Maternal mortality interviews


The Colorado Maternal Mortality Review Committee reviews all instances where a person dies while pregnant or up to one year after the end of pregnancy(e.g. abortion, stillborn, live birth). The Committee reviews all cases, no matter how the person died and makes recommendations to help prevent future deaths.

The Committee reviews health records from each death to understand the circumstances and see what could have been done differently. In 2023, the program started meeting with family members of those who died. Family and close relatives know about their loved one’s strengths and unique life story and can share information that is not in a medical record.

Frequently Asked Questions 

Find the answers to frequently asked questions about the Department’s outreach to next of kin.



What is the purpose of contacting me? 

  • The purpose of contacting you is to invite you to share your loved one's story, which can provide additional information for the Committee's review. Your story will help the Committee make better recommendations for policy changes, public and community health services, and health care services for expecting parents and families during the prenatal and postpartum period. This is not part of a legal, criminal, or immigration investigation.



How did you find my contact information? 

  • You were listed as the emergency health contact or the family member on your loved one’s health records. Your loved one may have listed your name, phone number, and/or address. You may have been identified through other resources connected to your loved one, such as online remembrance pages. We aim to engage individuals by inviting them to share their loved one’s story via email, mail, phone, and Facebook Messenger. Facebook Messenger is used to reach close relatives and ensure they receive an invitation effectively.  

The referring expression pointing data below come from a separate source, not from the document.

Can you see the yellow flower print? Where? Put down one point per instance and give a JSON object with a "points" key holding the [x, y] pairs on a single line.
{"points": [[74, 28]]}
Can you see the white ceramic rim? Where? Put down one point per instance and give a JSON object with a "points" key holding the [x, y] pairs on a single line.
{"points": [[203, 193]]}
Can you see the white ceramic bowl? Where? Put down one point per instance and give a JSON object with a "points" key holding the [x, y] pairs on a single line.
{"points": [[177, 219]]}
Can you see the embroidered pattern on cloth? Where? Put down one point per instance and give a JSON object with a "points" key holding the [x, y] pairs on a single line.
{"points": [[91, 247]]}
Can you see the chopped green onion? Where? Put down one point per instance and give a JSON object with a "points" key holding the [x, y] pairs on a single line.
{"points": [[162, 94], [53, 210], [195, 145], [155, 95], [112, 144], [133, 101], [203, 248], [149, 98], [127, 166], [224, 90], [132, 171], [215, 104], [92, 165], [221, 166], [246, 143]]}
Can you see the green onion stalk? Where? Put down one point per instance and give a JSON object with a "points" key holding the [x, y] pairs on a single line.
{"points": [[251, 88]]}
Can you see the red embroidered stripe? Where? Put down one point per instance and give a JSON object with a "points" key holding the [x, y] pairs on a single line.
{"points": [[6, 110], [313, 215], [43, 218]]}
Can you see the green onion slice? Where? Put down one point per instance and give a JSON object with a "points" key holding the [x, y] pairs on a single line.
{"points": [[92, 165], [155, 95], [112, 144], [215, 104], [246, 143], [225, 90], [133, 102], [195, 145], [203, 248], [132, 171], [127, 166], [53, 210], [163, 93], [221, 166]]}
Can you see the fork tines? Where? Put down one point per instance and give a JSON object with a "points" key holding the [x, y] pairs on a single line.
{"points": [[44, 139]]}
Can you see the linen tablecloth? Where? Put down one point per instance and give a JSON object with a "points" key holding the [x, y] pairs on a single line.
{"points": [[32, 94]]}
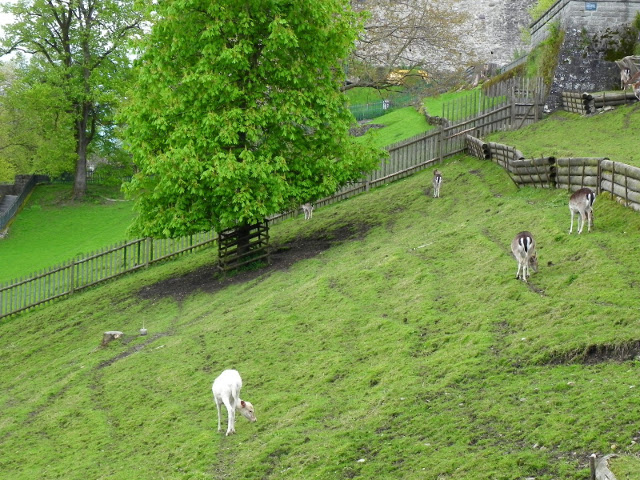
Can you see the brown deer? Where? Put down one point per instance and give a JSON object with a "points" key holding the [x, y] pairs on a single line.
{"points": [[437, 181], [523, 247], [307, 208], [581, 202]]}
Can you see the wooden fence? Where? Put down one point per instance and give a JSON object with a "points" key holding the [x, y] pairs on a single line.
{"points": [[94, 268], [620, 180], [586, 103], [520, 103]]}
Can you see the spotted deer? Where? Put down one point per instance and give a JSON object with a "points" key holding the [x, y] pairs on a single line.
{"points": [[581, 202], [437, 182], [523, 247], [625, 76]]}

If I respond and share my loved one’s story voluntarily, who will I talk with and how? 

  • You will speak one-on-one with a specialist from the Maternal Mortality Prevention Program team. 
  • This meeting will be scheduled when it is most convenient for you.
  • There are several meeting options including:
    • video call
    • phone call
    • in-person



How does sharing my loved one's story benefit me, my family, and my community? 

  • The information you share is an important form of advocacy for parents, families, and children in our state. Many grieving family members find it helpful to talk about what happened. Many grieving family members find it important that their loved one's life and experiences are accurately portrayed in maternal mortality reviews. You will have the chance to provide feedback on what could have been done differently to help prevent this tragedy. This information will help the Maternal Mortality Review Committee make more accurate determinations about the circumstances of the death, and to make stronger recommendations to help prevent future deaths.  
  • The recommendations of the Maternal Mortality Review Committee improve public health and maternal health care in communities. For example, in Colorado, maternal mortality recommendations helped to support pregnancy Medicaid coverage being extended from 60 days to one year postpartum for those who are pregnant. In other states, recommendations have helped support home visiting programs, telehealth visits, and paid leave from work for those who are pregnant.
  • Maternal mortality prevention and reduction in Colorado requires institutions, communities, and families to work together to address health disparities in maternal health and wellness. 



What other states are inviting family and friends to tell their loved one’s story? 

  • Meetings are happening in many states, including Mississippi, Georgia, and New Jersey.
  • Many other states are preparing to launch meetings so that close relatives’ stories can be included in maternal mortality reviews.



Why are you unable to disclose information to me regarding my loved one?

  • To protect your privacy and honor the memory of your loved one, the Maternal Mortality Review Committee ensures that all information provided remains confidential and anonymous throughout the review process. Rest assured that any details shared about your loved one are treated with the utmost respect and in compliance with CDPHE policies and HIPAA regulations.